Call for Papers
The International Conference on Case-Based Reasoning (ICCBR) is the premier annual meeting of the case-based reasoning (CBR) community and the leading international conference on this topic.
The ICCBR 2026 organizers, advisory committee, and program committee invite submissions of original theoretical research, applied research, and deployed application papers on all aspects of Case-Based Reasoning (CBR). This year’s conference will take place at the University of Bremen, Germany, from August 13–16, 2026. The paper submission deadline is March 20, 2026. Notification of acceptance will be sent by April 28, 2026, with the final version due by May 20, 2026.
We warmly welcome participation from all researchers and practitioners who are interested in case-based reasoning, including those who are working on related topics but have not previously attended ICCBR. In addition, we encourage participation from early-career researchers and underrepresented groups in the field.
Important Dates
Submission
Notification
Camera-Ready Copy & Author Registration
Conference Dates
Topics of Interest
Foundations
- Case authoring, elicitation, and visualization
- Case representation
- Case retrieval, indexing, and similarity measures
- Case reuse, adaptation, revision, and combination
- Case-based maintenance
- Memory-Based Reasoning
- Confidence and uncertainty
- Evaluation, simulation, and prediction
- Explanations
- Similarity metric and adaptation knowledge learning
CBR and Related Fields
- ‘Modern’ CBR
- Analogical reasoning, cognitive models, and creative reasoning
- Cloud CBR
- Counterfactual learning and reasoning
- Explainable AI (XAI)
- Intelligent agents, perception, and action
- Internet of Things
- Data mining and big data
- Machine learning (e.g., deep, instance-based/lazy, relational)
- Natural language processing and information retrieval
- Robotics and human-robot interaction
- Web CBR
- CBR and Large Language Models (LLMs)
- CBR and Retrieval-Augmented Generation (RAG)
CBR Tasks
- CBR Planning
- Conversational CBR
- Design
- Distributed CBR
- Recommender Systems
- Social CBR
- Temporal Reasoning (e.g., reasoning with traces, time series)
- Textual CBR
- User Modeling and Personalization
- Workflow management and process-oriented CBR
CBR Systems and Applications
- AI for the Social Good
- CBR architectures and frameworks
- Cooking
- Diagnosis, technical support
- E-science, cyberinfrastructure, scientific workflows
- Economics, finance
- Education (including distance learning)

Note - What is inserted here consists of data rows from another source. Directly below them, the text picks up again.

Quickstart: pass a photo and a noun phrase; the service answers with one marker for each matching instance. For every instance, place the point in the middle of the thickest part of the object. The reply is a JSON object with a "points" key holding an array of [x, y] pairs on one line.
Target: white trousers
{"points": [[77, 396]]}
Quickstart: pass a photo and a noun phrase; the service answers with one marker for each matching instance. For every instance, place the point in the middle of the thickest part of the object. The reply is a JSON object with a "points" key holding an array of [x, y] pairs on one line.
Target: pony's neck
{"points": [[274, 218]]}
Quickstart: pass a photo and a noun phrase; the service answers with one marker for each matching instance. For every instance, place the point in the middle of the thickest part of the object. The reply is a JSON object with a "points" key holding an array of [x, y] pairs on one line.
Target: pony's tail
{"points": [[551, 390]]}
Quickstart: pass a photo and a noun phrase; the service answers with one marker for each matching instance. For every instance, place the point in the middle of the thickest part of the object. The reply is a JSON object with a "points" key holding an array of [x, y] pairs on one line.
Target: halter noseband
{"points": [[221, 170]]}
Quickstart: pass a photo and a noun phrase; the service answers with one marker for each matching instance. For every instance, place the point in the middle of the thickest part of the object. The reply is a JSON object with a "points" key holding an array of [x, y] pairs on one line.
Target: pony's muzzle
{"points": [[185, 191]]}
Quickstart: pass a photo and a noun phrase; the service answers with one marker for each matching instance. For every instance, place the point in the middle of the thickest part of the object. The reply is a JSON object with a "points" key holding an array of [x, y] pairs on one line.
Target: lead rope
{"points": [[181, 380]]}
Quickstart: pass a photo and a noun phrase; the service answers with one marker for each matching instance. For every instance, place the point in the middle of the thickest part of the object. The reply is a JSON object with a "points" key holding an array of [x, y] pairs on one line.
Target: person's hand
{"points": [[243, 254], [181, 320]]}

- Energy, logistics, traffic
- Game AI
- Knowledge and experience management
- Medicine, health
- Science, engineering
Review Criteria
Authors must indicate one of the following submission categories:
- Theoretical / Methodological Research
- Applied Research / Emerging Applications
- Deployed Applications
All submissions will be reviewed in a single-blind process using a common set of evaluation criteria. Regardless of category, papers will be assessed based on:
- Scientific significance – the contribution to the field and its relevance to the ICCBR community;
- Originality – the novelty of the ideas, methods, insights, or applications presented;
- Technical quality – the soundness and rigor of the approach, methodology, analysis, and evaluation;
- Clarity – the organization, quality of writing, and transparency of the presentation;
- Reproducibility – the extent to which methods, data (where possible), experimental settings, and implementation details are described sufficiently to allow independent verification or replication.
While the same criteria apply to all submission categories, reviewers will evaluate contributions in light of the paper type (e.g., methodological rigor for theoretical work and robustness and validation for deployed systems).

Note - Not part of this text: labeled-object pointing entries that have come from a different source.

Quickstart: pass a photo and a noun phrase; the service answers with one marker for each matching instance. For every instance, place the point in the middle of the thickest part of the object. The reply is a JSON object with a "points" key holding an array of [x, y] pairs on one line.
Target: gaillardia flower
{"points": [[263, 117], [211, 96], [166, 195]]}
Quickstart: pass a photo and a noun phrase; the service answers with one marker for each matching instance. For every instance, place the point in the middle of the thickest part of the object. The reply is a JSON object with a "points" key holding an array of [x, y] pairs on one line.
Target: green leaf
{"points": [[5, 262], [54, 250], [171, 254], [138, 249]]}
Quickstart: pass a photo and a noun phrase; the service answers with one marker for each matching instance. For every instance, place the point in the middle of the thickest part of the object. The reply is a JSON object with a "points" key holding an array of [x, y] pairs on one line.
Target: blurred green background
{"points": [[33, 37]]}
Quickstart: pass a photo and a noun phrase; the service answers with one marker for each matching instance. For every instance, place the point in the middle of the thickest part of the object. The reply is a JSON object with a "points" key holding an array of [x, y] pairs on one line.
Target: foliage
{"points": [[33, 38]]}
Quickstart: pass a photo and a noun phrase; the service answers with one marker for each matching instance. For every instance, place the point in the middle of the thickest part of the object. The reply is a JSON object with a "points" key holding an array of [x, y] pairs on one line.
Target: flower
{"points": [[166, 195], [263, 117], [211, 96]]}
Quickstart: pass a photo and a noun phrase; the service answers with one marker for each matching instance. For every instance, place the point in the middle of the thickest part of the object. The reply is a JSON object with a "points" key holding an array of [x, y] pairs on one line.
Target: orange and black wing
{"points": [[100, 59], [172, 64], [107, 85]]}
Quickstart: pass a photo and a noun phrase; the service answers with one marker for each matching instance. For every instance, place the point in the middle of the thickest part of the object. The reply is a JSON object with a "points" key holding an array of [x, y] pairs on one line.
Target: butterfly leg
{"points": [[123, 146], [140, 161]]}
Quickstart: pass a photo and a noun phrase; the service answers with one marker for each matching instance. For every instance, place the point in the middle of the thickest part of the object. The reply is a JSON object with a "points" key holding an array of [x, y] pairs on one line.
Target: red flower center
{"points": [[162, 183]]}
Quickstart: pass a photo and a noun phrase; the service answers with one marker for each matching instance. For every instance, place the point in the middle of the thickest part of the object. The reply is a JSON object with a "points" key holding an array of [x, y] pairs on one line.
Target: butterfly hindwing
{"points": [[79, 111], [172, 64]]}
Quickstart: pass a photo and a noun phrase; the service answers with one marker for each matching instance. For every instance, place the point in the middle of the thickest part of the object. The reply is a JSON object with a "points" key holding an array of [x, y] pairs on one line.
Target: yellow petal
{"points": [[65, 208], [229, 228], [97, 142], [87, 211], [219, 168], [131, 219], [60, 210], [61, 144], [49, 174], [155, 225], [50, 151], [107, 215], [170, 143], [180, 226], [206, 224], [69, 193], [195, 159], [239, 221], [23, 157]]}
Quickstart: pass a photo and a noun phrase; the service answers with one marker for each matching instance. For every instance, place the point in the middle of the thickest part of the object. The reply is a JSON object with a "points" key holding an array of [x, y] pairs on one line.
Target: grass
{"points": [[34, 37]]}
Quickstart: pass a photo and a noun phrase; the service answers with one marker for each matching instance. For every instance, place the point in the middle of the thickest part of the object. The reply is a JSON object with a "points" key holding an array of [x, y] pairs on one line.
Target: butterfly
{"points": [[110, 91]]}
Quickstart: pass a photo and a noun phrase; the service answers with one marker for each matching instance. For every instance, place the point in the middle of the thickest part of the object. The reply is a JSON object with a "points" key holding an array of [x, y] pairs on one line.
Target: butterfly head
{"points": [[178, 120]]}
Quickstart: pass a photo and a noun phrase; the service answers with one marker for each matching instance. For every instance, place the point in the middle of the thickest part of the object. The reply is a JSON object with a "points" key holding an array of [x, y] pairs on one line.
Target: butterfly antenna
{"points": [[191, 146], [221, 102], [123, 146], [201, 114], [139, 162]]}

Papers will be considered for oral or poster presentation based on the review results and the most effective format for communicating the contribution to the ICCBR audience.
Submission Procedure
Authors must submit a full paper by the conference paper submission deadline and follow the Springer LNCS formatting guidelines (https://www.springer.com/gp/authors-editors/conference-proceedings/conference-proceedings-guidelines), including a LaTeX template for consistent typesetting (https://overleaf.com/read/kxtrhfvdzjdr#c03410). Papers (submitted and final) should be no longer than 14 pages, with additional 2 pages for acknowledgments, the generative AI statement, and the references. Please submit papers using the EasyChair conference management system:
https://easychair.org/conferences/?conf=iccbr26
Multiple Submission Policy
Papers submitted to other conferences must state this fact as a footnote on page 1, and the program co-chairs, Lukas Malburg and Kerstin Bach (chairs@iccbr.org), must be notified by email. If a paper appears in another conference or journal, it must be withdrawn from ICCBR 2026.
Author Registration Policy
At least one author of each accepted paper must register for the conference by the camera-ready copy deadline, and one person can register a maximum of one paper. Papers must be presented by one of the authors at the conference in person. Video presentations are not permitted. Papers that are not presented at the conference will be withdrawn and excluded from the Springer conference proceedings.
Publication
Conference proceedings will be published in the theme series Lecture Notes in Computer Science (LNCS) and in the Lecture Notes on Artificial Intelligence (LNAI) sub-series.